An interesting thing happened the other day. A new business prospect asked us why he hadn’t come across a PR professional before who knew the right questions to ask about his business.
It’s a gross generalization, but as a rule we joke that we went into PR because we hate numbers.
And numbers are just one thing you need to know that you won’t learn in PR class. Here are five other skills:
1. The business dashboards. Do you know the difference between a profit and loss statement, and a balance sheet? Do you know how to read them? Do you know the difference between revenue and the bottom line? What about the difference between gross and net margins? Do you know how your efforts can affect revenue and margins? If you can’t say yes to every one of these questions, I recommend you befriend someone in your accounting department. Learn it. It will benefit you in the long run.
2. Traditional marketing. The lines between PR and marketing are becoming even more blurred. In a comment on a blog post describing the difference between PR and advertising, Ken Mueller lamented that the term “PR” may eventually go away because everything is integrating. Learn how to generate, nurture, and convert leads. Work with your sales team to understand how they use the customer relationship management software. Learn how to automate some of your reporting, as it relates to all the good work you’re doing.
3. Budgeting and forecasting. As you move up in your career, you’re going to be charged with budgeting and forecasting. Learn how to budget conservatively and aggressively. Learn the difference between accrual and cash statements. Learn how to adjust your forecasting, based on trends, the industry, and even accounts receivables.

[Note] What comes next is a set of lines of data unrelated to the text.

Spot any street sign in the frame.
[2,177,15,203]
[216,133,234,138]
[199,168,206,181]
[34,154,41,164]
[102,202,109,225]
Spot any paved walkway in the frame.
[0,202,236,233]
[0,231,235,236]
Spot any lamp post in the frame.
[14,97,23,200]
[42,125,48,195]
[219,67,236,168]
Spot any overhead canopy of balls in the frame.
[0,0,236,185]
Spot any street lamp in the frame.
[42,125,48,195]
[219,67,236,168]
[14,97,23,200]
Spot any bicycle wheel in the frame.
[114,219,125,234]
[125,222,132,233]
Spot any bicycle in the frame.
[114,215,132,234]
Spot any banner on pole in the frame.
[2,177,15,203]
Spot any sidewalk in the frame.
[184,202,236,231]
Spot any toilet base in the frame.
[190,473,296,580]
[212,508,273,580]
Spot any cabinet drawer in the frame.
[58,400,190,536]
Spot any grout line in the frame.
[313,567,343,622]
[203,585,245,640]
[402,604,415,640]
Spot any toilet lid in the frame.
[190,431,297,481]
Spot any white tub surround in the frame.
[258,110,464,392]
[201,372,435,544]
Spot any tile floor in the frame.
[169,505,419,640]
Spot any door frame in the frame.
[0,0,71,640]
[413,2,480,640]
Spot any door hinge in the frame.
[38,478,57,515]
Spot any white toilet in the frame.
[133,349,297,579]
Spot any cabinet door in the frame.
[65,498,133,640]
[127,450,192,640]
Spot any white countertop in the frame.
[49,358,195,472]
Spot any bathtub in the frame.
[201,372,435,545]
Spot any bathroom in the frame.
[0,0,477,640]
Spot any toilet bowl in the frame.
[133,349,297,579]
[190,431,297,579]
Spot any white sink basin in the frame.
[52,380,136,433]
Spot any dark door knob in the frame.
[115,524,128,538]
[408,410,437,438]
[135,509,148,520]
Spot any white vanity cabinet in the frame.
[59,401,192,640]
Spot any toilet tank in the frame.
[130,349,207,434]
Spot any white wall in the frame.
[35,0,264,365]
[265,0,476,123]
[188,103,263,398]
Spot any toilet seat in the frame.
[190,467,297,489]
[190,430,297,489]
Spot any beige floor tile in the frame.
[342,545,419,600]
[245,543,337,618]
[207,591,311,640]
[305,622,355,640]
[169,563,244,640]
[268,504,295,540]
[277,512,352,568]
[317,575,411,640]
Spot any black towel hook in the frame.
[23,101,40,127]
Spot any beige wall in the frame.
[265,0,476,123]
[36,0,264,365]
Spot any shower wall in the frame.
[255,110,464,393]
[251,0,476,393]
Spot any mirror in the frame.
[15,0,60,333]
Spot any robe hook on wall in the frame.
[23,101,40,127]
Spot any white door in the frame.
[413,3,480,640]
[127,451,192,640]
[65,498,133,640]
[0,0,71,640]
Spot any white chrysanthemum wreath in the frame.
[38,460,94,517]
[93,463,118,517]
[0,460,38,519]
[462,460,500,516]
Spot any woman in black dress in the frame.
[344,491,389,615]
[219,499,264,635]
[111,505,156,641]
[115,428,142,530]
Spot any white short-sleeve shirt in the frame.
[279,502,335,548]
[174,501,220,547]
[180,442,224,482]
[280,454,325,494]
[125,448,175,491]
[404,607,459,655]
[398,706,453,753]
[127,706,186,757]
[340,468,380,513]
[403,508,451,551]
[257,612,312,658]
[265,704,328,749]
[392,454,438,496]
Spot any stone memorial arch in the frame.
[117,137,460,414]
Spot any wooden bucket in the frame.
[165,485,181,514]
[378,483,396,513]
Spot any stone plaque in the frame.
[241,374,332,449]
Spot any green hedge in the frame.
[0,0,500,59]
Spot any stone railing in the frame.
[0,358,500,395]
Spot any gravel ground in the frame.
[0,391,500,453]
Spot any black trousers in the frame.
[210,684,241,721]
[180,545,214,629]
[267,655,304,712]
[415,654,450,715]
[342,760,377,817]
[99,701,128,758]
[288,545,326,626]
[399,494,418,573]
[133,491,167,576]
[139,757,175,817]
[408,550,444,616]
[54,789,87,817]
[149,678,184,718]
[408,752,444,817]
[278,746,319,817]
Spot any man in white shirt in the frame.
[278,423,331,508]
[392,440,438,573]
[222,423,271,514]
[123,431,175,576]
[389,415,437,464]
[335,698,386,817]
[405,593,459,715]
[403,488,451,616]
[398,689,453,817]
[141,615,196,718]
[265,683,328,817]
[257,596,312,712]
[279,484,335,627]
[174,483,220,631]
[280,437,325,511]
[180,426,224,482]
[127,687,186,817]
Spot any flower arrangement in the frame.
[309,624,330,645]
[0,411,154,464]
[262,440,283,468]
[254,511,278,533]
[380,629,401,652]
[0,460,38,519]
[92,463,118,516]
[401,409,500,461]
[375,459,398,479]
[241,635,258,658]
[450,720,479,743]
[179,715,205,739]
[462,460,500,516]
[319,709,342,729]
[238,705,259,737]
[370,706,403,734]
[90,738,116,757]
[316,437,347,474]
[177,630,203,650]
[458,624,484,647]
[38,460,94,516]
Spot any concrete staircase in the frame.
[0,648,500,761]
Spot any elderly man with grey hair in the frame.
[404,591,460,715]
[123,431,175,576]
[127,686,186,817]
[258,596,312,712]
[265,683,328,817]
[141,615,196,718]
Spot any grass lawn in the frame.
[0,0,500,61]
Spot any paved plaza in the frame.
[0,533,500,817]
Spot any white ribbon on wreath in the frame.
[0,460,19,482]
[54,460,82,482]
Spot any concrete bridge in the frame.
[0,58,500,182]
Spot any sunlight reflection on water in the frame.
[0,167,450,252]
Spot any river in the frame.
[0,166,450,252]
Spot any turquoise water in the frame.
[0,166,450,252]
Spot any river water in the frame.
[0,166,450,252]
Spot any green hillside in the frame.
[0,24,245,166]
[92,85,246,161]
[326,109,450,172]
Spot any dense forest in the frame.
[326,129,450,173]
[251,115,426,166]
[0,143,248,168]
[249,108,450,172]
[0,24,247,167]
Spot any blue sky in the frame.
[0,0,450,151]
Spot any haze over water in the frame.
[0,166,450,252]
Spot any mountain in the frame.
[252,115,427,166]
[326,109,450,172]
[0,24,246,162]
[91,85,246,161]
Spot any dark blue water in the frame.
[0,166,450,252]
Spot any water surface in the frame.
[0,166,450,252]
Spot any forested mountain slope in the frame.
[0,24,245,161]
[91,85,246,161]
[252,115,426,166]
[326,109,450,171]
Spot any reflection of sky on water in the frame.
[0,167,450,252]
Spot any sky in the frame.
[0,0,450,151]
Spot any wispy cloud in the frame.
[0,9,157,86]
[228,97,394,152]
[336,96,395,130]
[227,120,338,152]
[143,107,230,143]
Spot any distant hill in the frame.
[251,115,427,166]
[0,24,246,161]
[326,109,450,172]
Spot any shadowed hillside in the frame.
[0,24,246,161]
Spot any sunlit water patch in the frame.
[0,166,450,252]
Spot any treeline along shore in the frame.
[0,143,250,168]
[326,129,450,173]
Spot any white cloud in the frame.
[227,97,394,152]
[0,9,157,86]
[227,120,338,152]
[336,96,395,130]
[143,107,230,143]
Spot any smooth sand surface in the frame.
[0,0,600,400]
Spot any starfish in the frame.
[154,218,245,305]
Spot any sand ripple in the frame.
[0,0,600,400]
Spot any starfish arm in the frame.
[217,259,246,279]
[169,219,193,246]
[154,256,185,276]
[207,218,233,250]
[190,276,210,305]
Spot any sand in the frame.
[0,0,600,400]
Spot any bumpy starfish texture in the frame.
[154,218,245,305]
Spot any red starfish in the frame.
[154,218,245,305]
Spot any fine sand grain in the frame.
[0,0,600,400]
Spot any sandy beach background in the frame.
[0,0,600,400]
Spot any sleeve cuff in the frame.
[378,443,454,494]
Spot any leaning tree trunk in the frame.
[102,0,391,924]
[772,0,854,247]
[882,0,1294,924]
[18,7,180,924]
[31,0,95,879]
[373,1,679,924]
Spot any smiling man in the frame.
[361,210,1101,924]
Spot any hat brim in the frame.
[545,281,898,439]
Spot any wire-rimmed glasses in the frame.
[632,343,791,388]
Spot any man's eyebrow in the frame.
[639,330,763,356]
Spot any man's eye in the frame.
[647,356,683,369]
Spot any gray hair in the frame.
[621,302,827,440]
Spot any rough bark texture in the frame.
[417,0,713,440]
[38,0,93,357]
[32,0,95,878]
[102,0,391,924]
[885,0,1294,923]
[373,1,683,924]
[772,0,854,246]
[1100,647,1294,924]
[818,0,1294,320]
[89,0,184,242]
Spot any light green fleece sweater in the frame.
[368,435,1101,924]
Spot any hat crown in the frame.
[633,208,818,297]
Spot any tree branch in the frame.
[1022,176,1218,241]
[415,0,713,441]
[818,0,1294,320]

4. Management and leadership. There is a difference between the two and it’s necessary for both to exist in your career. Particularly if you work on the agency side, you’ll find you are managing client accounts by the time you hit account supervisor level. But you might also be leading an internal innovation team or mentoring younger colleagues. Management skills need to be learned so you can lead a team that works together in the best interest of the clients.
5. Willingness to learn something new. In a blog post, Suzi Carragher commented, “A former colleague was often asked if she was in the medical profession, because she could hold a conversation about open heart surgery with any surgeon on the planet. She advocated FOR the medical profession as a public relations practitioner.”
My friend Mimi Meredith was to join an agency that focuses on automotive PR. She worked at a car dealership, selling cars, for 90 days. Learn the business you’re counseling. Go on sales calls. Work on the floor. Do what you have to do to know everything you can.
There are many other skills you need as a PR professional that you won’t learn in the classroom. So, you tell me, what else is there?